"Todo muro, es una puerta" Emerson
Hay conceptos que, como educadores y educadoras sociales, llevamos casi incorporados en la piel. Uno de ellos —aunque a veces no lo pongamos en palabras— es el de creatividad.
En nuestra práctica cotidiana, más de una vez nos toca enfrentarnos a situaciones inesperadas, resolver conflictos, repensar nuestras estrategias, resignificar intervenciones y, sobre todo, buscar caminos alternativos. Y es en ese hacer constante donde entra en juego algo fundamental: nuestro potencial creativo, que no solo nos permite adaptarnos y reinventarnos, sino también hacer que la tarea sea más rica, más humana, más significativa.

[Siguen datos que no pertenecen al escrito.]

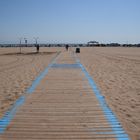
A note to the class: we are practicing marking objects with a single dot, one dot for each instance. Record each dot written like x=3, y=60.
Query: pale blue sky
x=70, y=21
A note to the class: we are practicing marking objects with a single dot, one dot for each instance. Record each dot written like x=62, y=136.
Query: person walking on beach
x=37, y=48
x=67, y=47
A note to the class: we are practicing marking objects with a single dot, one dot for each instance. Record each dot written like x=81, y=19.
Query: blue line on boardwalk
x=112, y=119
x=6, y=119
x=40, y=77
x=9, y=115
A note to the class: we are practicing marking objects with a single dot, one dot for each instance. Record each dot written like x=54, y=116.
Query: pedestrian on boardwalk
x=37, y=48
x=67, y=47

Ahora bien, ¿la creatividad se tiene o se aprende? Según el especialista Dean Simonton, un 20 % de la creatividad está determinada por factores genéticos. Es cierto: hay personas con una gran apertura a la experiencia, un rasgo común en quienes tienen perfiles creativos. Pero la buena noticia es que el otro 80 % depende del entorno, del estímulo, de un contexto que favorezca su desarrollo. Es decir: la creatividad se cultiva.
Y entonces, ¿qué hace a una persona creativa? Algunas de las características más mencionadas son la flexibilidad, la originalidad, la tolerancia a la ambigüedad, la perseverancia, la curiosidad por aprender, la capacidad de concentración, la intuición y una mirada amplia, capaz de conectar saberes diversos. Tal vez no tengamos todo esto en simultáneo —o nos cueste reconocérnoslo—, pero sí podemos desarrollarlo con práctica y conciencia.
Un paso clave es superar nuestras propias barreras internas. Esas frases que nos repetimos: “esto no es lo mío”, “mejor no lo intento”, “seguro me sale mal”. El miedo al ridículo, al error, a lo que dirán los demás, nos paraliza más de lo que creemos. Y sin embargo, equivocarse es parte esencial del proceso creativo. Animarse al error es animarse al crecimiento.
La creatividad, además de ser una herramienta de crecimiento personal y profesional, es una potente aliada en nuestra tarea con l@s educand@s. Nos da recursos para acompañar procesos de aprendizaje, para adaptar propuestas, para imaginar otras formas de hacer escuela, de generar vínculo, de sostener presencia.
Trabajar el pensamiento creativo implica fomentar el pensamiento divergente: buscar múltiples soluciones para un mismo problema, abrir el juego a nuevas posibilidades, animarse a explorar caminos no recorridos. Actividades que lo estimulan hay muchas: formular preguntas abiertas, ampliar el vocabulario, jugar con los porqués, incentivar el uso de la imaginación, la expresión, el trabajo colectivo. La creatividad no se limita al arte: está en el modo en que abordamos lo cotidiano.
Y para que eso ocurra, necesitamos crear ambientes educativos que habiliten, que alienten a probar, a explorar, a equivocarse y volver a intentar. Ambientes con apertura, con flexibilidad, con refuerzos positivos y con estímulos constantes. Porque cuando promovemos la creatividad, estamos también promoviendo un desarrollo más integral, más libre y más pleno en nuestros niños, niñas y adolescentes.